Dinner in Camelot by Joseph A. Esposito
Author:Joseph A. Esposito
Language: eng
Format: epub
Publisher: University Press of New England
Seated on either side of Pauling were the wives of men prominent in different fields. On his right was Mary Waterman, whose husband was director of the National Science Foundation, and on his left was Pearl Ann Clement, whose husband, Rufus, was the president of Atlanta University. Rufus Clement had been the president of the school since 1937, and he had made important gains for the historically black university.43 He also was engaged in civil rights issues, although his moderation put him at odds with W. E. B. Du Bois, also at Atlanta. Clement was the first African-American to become a member of the Atlanta school board since Reconstruction.

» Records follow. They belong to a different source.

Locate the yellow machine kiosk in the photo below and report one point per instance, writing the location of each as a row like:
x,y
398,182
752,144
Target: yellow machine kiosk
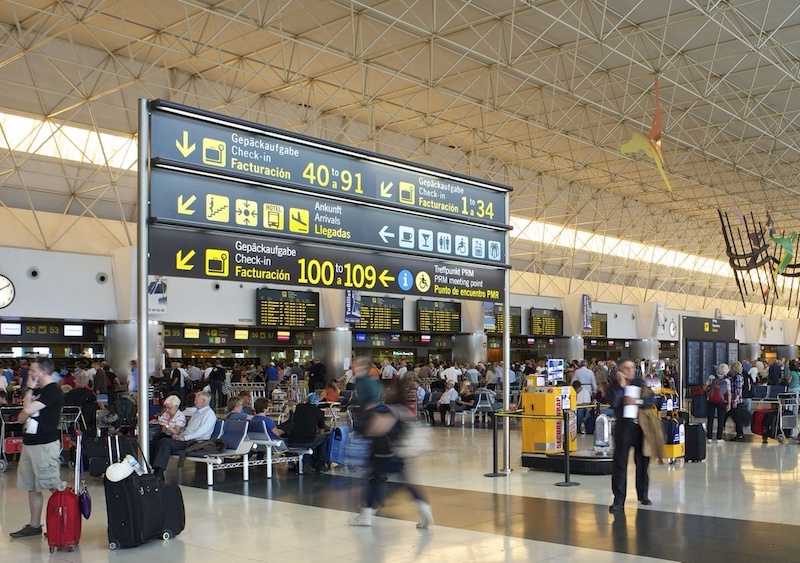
x,y
547,435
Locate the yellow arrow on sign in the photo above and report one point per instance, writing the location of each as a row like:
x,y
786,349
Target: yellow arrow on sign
x,y
182,262
183,206
185,148
385,277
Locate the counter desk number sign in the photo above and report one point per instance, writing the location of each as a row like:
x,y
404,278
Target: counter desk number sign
x,y
7,291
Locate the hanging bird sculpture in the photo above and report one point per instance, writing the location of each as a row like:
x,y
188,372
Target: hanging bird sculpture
x,y
650,144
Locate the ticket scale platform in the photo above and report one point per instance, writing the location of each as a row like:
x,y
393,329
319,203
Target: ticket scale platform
x,y
543,439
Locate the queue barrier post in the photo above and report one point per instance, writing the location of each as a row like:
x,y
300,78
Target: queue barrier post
x,y
517,414
495,472
566,482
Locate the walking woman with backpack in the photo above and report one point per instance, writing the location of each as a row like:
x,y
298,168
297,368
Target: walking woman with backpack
x,y
719,401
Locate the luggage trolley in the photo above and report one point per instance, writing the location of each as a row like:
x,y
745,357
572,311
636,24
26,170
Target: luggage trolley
x,y
10,435
71,420
787,417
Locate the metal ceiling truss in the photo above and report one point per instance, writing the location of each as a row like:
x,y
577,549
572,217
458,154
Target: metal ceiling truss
x,y
535,94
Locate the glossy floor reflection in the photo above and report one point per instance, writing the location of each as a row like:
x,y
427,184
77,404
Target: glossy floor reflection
x,y
740,504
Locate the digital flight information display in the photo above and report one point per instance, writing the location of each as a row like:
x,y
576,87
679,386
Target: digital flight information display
x,y
547,322
438,316
514,317
599,326
380,313
295,309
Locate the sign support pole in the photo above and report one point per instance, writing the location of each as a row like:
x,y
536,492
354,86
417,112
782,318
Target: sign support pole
x,y
506,355
142,246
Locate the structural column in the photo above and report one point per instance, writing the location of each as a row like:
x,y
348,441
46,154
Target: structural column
x,y
122,343
470,347
646,349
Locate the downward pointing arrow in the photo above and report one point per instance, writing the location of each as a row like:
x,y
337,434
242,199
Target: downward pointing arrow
x,y
183,206
182,262
185,149
385,236
384,277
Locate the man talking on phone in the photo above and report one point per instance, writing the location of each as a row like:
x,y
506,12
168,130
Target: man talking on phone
x,y
39,467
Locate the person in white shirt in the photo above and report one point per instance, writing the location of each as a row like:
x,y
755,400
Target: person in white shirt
x,y
582,398
200,427
452,373
443,404
586,377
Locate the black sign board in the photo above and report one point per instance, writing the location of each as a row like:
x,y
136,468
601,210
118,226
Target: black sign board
x,y
283,308
438,316
380,313
215,256
50,332
515,319
399,340
219,336
229,146
547,322
212,202
693,364
527,342
699,328
599,326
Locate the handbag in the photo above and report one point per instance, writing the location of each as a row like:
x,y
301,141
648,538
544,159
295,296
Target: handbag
x,y
202,447
85,502
415,440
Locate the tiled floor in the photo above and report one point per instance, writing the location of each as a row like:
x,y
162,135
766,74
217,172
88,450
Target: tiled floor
x,y
741,504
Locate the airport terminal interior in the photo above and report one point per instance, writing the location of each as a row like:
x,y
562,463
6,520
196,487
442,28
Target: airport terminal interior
x,y
608,177
737,505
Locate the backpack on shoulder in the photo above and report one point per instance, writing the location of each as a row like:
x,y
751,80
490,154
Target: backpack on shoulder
x,y
716,393
747,386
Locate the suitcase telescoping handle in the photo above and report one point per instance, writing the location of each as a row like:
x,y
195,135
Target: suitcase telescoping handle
x,y
78,459
113,446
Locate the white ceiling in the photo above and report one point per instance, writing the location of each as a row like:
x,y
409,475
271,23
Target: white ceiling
x,y
538,95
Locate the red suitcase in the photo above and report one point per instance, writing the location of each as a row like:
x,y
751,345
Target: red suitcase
x,y
757,421
63,520
63,517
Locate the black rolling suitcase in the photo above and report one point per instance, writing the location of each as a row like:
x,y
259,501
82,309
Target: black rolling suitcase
x,y
140,508
695,442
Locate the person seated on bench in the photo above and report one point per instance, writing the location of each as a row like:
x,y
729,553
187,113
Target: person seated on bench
x,y
83,397
308,431
466,400
330,394
443,404
262,407
236,410
171,420
247,402
200,427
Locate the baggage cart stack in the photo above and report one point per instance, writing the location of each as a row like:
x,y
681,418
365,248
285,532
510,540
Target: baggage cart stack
x,y
10,436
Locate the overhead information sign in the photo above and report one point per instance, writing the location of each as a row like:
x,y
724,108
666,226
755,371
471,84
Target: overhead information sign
x,y
217,203
231,147
200,254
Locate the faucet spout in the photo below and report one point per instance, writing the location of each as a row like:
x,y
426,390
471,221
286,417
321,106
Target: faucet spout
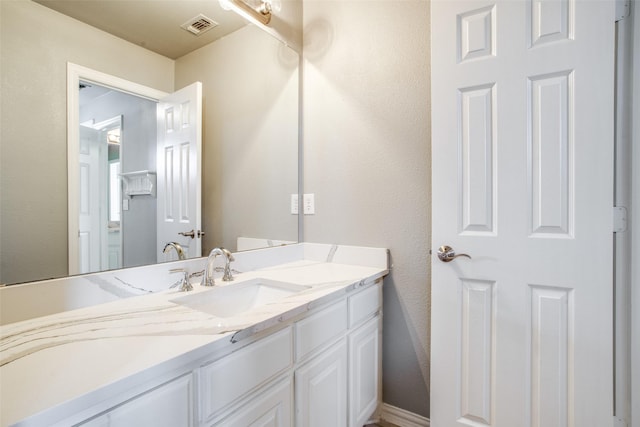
x,y
177,247
207,279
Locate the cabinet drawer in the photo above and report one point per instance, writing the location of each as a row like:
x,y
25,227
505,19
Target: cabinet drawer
x,y
364,304
320,328
227,379
271,407
169,405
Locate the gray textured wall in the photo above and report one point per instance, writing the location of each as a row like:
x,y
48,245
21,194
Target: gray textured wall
x,y
367,159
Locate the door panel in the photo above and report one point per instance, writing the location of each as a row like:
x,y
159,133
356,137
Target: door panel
x,y
522,145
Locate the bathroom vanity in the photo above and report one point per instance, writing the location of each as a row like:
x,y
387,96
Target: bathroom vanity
x,y
304,352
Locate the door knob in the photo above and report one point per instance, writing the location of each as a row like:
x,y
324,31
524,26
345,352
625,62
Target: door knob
x,y
447,254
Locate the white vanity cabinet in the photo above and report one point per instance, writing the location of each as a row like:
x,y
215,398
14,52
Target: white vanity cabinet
x,y
364,355
322,369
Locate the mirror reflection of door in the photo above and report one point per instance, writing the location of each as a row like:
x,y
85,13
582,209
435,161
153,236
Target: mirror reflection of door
x,y
100,238
117,135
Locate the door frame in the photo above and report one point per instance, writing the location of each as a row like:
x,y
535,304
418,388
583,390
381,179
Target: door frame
x,y
75,73
635,222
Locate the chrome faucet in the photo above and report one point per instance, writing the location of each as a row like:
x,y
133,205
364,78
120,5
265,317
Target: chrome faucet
x,y
177,247
185,286
207,279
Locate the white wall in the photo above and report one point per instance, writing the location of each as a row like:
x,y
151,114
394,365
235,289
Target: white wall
x,y
250,136
367,159
35,45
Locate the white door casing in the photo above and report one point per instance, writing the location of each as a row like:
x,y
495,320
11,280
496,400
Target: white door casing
x,y
522,149
179,171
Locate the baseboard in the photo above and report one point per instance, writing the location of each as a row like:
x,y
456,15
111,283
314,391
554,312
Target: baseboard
x,y
402,418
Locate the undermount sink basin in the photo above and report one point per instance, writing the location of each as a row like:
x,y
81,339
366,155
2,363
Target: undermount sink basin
x,y
233,299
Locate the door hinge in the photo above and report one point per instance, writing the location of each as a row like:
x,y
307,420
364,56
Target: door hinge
x,y
619,422
622,9
619,219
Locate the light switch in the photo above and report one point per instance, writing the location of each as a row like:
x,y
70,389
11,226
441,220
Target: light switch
x,y
309,204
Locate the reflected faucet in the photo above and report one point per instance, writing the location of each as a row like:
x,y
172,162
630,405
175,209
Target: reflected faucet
x,y
207,279
177,247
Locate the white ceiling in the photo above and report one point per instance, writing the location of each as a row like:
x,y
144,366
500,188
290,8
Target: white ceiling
x,y
152,24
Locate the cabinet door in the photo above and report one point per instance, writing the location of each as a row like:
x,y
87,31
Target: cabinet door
x,y
169,405
271,408
364,372
321,389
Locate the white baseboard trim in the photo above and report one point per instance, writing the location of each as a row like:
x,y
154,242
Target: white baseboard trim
x,y
402,418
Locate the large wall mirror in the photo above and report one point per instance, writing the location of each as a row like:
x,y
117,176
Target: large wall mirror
x,y
249,127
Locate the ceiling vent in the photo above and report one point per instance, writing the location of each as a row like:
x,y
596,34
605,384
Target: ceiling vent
x,y
198,25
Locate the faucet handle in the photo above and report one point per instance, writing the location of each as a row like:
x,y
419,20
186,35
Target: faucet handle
x,y
184,283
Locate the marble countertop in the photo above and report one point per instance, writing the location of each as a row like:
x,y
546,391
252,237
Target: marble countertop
x,y
51,361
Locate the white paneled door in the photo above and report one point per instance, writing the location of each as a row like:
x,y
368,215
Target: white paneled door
x,y
179,171
522,100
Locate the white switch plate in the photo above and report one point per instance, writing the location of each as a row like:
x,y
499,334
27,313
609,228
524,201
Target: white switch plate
x,y
309,204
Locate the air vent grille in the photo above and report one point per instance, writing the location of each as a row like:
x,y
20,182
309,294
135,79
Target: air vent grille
x,y
198,25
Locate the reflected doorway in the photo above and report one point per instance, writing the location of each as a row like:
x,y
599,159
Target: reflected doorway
x,y
117,135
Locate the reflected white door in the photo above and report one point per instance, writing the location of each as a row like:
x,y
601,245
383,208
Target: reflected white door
x,y
522,182
179,171
91,156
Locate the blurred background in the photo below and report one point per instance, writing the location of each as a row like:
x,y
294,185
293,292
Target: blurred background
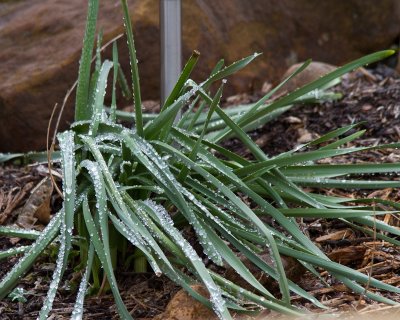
x,y
41,40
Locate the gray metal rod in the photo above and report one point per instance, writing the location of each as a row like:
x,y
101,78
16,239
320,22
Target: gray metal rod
x,y
171,46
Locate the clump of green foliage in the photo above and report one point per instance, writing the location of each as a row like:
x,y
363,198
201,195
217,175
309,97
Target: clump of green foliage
x,y
140,187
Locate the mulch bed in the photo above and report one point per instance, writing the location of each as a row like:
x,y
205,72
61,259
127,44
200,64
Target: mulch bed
x,y
371,96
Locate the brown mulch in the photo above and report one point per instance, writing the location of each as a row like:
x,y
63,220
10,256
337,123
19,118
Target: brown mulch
x,y
372,96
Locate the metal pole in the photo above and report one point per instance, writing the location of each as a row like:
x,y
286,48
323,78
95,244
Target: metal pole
x,y
171,47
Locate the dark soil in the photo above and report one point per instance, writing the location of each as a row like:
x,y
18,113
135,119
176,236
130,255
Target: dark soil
x,y
371,96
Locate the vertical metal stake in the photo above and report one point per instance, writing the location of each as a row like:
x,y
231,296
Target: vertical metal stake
x,y
171,47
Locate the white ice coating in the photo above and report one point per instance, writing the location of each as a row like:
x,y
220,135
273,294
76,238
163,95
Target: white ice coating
x,y
57,274
66,140
215,292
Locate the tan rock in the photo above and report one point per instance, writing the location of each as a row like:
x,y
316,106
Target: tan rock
x,y
293,269
40,43
183,307
313,71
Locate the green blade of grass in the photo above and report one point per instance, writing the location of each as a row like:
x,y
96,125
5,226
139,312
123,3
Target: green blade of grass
x,y
82,112
105,260
134,69
19,232
14,275
13,252
187,70
312,86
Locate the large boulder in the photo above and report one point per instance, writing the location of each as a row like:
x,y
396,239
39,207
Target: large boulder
x,y
40,43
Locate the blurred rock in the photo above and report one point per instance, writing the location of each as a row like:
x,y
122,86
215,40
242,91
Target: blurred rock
x,y
183,307
293,269
40,43
313,71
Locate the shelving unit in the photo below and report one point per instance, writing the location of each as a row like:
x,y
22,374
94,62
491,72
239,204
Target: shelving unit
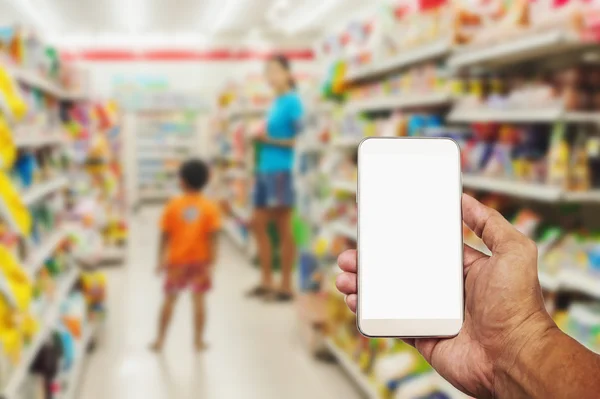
x,y
33,79
44,135
525,46
403,59
161,141
45,250
38,139
353,370
514,115
571,280
399,101
539,192
49,321
345,230
74,376
344,185
246,111
40,190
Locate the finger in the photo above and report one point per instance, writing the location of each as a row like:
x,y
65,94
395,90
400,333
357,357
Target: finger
x,y
471,256
351,301
346,283
425,346
347,261
489,225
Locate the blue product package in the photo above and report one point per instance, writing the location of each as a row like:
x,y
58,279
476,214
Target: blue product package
x,y
307,266
25,167
68,344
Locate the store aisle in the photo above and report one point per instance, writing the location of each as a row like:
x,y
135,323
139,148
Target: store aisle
x,y
255,350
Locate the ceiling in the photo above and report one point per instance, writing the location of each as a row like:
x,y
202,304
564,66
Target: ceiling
x,y
89,23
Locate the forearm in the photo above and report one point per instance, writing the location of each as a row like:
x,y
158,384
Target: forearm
x,y
551,366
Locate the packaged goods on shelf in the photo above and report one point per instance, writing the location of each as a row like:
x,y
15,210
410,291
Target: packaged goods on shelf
x,y
163,141
582,322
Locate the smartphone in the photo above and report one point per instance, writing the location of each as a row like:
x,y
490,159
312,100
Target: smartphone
x,y
410,266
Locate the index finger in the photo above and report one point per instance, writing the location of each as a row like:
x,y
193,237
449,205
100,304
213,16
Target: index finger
x,y
489,225
347,261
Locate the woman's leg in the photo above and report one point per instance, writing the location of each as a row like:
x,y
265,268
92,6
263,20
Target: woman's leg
x,y
283,221
260,226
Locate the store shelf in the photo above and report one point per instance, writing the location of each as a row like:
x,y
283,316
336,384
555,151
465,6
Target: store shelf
x,y
344,185
520,48
45,250
237,173
405,58
353,370
345,229
311,146
33,79
346,142
156,194
40,190
250,110
230,227
571,279
583,117
540,192
529,115
399,101
534,191
48,323
113,254
74,377
38,139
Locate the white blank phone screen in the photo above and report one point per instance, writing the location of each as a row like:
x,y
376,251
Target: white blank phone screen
x,y
410,231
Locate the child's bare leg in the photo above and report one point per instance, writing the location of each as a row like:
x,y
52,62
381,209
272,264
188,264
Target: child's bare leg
x,y
164,321
199,321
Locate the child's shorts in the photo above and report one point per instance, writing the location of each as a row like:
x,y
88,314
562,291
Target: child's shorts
x,y
196,276
274,190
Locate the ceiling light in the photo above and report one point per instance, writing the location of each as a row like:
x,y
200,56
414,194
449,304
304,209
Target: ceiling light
x,y
132,12
309,16
34,14
225,13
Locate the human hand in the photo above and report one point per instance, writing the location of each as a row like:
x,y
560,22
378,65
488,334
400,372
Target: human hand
x,y
160,269
504,308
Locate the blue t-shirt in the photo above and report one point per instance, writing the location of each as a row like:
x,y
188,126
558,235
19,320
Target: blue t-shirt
x,y
283,122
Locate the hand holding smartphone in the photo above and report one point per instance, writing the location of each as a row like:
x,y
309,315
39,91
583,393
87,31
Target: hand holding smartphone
x,y
410,251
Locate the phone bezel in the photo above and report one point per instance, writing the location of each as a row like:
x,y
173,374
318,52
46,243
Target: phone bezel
x,y
409,328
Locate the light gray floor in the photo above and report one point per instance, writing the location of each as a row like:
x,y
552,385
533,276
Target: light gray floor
x,y
255,351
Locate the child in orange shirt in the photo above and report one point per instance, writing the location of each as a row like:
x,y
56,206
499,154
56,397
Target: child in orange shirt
x,y
190,224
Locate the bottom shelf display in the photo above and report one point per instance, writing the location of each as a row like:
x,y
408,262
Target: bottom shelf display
x,y
382,368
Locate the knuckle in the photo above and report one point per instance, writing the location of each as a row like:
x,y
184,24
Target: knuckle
x,y
529,247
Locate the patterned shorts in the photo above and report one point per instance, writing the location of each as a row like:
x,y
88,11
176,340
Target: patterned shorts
x,y
179,277
274,190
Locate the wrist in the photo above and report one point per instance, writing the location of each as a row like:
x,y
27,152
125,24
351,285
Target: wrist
x,y
518,372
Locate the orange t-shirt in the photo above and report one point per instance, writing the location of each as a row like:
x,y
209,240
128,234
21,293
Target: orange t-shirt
x,y
189,220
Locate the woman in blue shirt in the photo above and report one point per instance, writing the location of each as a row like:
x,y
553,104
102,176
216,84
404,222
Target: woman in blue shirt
x,y
274,187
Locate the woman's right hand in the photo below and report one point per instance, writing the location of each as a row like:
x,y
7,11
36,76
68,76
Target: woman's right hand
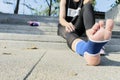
x,y
69,27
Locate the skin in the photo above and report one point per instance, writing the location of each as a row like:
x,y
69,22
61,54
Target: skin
x,y
97,32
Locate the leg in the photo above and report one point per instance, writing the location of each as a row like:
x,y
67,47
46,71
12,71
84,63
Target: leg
x,y
99,34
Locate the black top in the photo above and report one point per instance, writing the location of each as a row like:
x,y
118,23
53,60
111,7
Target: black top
x,y
73,5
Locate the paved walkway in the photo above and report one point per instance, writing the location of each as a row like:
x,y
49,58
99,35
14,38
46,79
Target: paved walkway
x,y
37,53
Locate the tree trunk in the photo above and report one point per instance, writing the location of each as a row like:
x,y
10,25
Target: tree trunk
x,y
17,7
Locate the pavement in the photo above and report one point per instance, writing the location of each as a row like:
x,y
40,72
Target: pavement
x,y
37,53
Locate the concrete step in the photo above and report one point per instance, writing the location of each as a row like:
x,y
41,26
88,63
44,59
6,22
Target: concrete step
x,y
41,41
23,19
26,29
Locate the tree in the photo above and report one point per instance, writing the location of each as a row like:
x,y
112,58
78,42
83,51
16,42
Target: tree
x,y
17,7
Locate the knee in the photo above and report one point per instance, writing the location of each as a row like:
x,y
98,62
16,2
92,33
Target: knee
x,y
92,60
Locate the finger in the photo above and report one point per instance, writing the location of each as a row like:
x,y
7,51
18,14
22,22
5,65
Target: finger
x,y
95,27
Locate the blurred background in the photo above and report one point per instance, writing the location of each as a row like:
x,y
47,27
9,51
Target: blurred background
x,y
47,7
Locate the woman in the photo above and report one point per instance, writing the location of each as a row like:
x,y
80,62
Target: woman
x,y
71,28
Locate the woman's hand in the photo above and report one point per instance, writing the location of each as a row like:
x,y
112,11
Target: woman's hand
x,y
69,27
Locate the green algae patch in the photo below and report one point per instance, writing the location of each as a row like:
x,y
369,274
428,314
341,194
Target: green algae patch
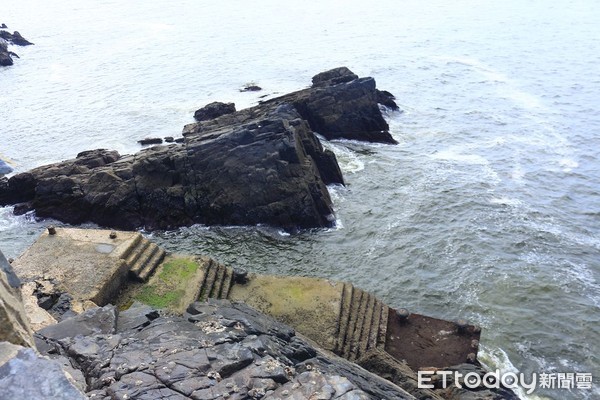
x,y
174,285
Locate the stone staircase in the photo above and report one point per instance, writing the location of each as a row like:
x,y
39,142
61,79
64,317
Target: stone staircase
x,y
362,323
217,281
142,257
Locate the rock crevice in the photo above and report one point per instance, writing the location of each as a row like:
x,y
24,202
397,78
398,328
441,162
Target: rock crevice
x,y
262,165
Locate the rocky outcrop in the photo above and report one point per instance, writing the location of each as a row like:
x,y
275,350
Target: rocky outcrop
x,y
24,374
10,38
4,167
262,165
339,105
217,350
14,326
214,110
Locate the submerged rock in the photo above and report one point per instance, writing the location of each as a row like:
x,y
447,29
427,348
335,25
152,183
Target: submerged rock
x,y
10,38
214,110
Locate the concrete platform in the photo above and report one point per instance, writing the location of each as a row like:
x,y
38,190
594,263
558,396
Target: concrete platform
x,y
89,264
98,265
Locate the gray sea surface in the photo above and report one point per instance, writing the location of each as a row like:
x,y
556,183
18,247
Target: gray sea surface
x,y
488,209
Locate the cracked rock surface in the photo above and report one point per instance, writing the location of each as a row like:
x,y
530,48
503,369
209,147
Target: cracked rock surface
x,y
261,165
217,350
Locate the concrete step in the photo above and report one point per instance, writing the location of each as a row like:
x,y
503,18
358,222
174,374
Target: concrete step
x,y
363,308
142,259
357,297
366,326
208,281
219,277
137,252
132,246
344,317
151,265
371,340
383,321
226,283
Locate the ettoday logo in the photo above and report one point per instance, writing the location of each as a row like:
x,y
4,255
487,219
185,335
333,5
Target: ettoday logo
x,y
496,380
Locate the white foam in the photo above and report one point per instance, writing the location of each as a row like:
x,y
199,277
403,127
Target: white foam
x,y
506,201
451,155
568,164
348,160
497,358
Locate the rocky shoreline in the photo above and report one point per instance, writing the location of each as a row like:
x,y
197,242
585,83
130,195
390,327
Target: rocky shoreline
x,y
261,165
6,38
215,349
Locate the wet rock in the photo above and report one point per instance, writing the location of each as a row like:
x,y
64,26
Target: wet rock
x,y
219,350
101,320
136,317
6,55
14,324
262,165
148,141
334,77
26,375
257,172
387,99
214,110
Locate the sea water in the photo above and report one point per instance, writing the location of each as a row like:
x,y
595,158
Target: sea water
x,y
487,209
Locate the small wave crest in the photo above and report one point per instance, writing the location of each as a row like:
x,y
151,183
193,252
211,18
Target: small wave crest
x,y
348,160
497,358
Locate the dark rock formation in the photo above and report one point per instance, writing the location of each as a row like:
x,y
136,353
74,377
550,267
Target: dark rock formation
x,y
217,350
214,110
26,375
340,106
148,141
259,165
251,88
14,326
19,40
5,55
4,167
13,38
334,77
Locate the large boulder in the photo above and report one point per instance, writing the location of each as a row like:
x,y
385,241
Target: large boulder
x,y
258,171
24,374
214,110
14,324
217,350
261,165
4,167
5,58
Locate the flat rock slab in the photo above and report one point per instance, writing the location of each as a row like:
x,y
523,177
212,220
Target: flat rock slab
x,y
26,375
310,305
86,263
429,342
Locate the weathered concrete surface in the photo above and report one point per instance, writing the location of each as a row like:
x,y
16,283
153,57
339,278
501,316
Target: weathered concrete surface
x,y
423,341
14,325
86,263
310,305
340,318
218,350
26,375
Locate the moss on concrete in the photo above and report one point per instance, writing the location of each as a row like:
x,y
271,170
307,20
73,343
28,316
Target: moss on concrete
x,y
173,286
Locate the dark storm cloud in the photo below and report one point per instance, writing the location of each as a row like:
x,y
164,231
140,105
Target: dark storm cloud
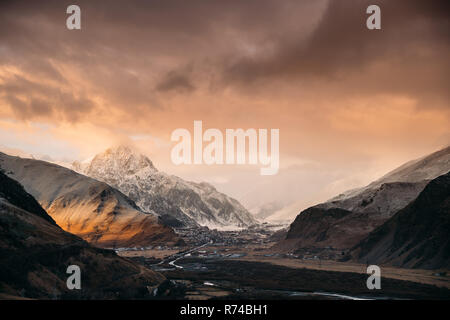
x,y
129,53
176,82
411,49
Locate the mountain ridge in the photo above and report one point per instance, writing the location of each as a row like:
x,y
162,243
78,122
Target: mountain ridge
x,y
86,207
168,196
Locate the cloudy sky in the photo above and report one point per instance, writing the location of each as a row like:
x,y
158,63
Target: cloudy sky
x,y
350,103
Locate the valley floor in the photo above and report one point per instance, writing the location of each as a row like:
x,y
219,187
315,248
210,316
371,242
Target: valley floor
x,y
253,271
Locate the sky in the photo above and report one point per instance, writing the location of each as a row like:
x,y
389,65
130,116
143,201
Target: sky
x,y
351,104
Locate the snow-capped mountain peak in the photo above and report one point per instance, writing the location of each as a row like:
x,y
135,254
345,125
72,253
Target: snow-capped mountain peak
x,y
168,196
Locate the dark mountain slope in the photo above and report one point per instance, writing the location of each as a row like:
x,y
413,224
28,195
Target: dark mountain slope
x,y
35,254
416,236
86,207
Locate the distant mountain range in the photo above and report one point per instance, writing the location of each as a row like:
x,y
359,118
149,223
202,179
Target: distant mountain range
x,y
86,207
35,253
343,222
176,201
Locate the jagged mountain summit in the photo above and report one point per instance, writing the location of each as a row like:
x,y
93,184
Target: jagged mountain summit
x,y
88,208
176,201
345,220
35,252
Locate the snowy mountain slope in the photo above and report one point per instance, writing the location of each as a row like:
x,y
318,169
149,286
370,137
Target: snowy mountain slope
x,y
86,207
34,252
345,220
170,197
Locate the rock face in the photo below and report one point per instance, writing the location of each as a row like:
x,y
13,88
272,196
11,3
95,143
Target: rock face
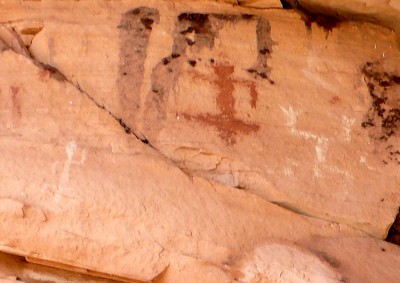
x,y
198,142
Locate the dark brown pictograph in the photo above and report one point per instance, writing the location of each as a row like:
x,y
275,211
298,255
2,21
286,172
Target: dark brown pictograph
x,y
197,31
226,123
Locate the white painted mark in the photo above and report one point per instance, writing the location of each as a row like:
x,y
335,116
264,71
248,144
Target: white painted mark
x,y
347,125
322,143
64,179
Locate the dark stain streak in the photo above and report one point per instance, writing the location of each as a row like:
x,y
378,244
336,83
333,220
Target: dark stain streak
x,y
247,16
329,259
326,22
383,117
394,231
195,31
134,32
147,22
192,63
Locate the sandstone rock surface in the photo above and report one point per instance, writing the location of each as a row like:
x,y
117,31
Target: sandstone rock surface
x,y
187,141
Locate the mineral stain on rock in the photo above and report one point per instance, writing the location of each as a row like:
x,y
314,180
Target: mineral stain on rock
x,y
134,32
196,31
383,117
394,231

Another spouse at Pauling’s table was Ellen Cousins, the wife of noted writer and peace activist Norman Cousins, who was seated in the Blue Room. He and Pauling were largely kindred spirits, but they also had their disagreements. Cousins was the longtime editor of The Saturday Review, which he used to promote a liberal agenda. The two men, who supported international oversight of atomic power as well as a world federalism movement, started to correspond in the 1950s.44 In 1958 Pauling praised him “for the many fine actions that you have been taking about the great world’s problem that must be solved [radiation].” And yet, in that same letter Pauling could not resist being his blunt and opinionated self. After questioning Cousins’s wording on strontium radiation, he goes on to comment on an editorial: “I think that your discussion of radium dials of wristwatches is not very good.” He continues to chide him and then says that Cousins needs “good advice about scientific questions. I should, of course, be pleased to have you call upon me at any time.”45
The two men subsequently became friendly—both were active in the National Committee for a Sane Nuclear Policy (SANE)—but by 1961 there was tension between them. The tension was based on whether Cousins was suitably supportive of Pauling, who was under attack for his left-leaning views from some SANE members, concerned by negative media attention. Cousins told him, “It would seem strange indeed if two men with essentially the same basic commitments should be unable to get along, or even to communicate with one another with a fair degree of understanding.”46 But that was how personal interactions often were with Pauling, a man with strong views who could make common cause with those fundamentally in agreement with him, but not quite where he wanted them to be—as was his ambivalent relationship with President Kennedy.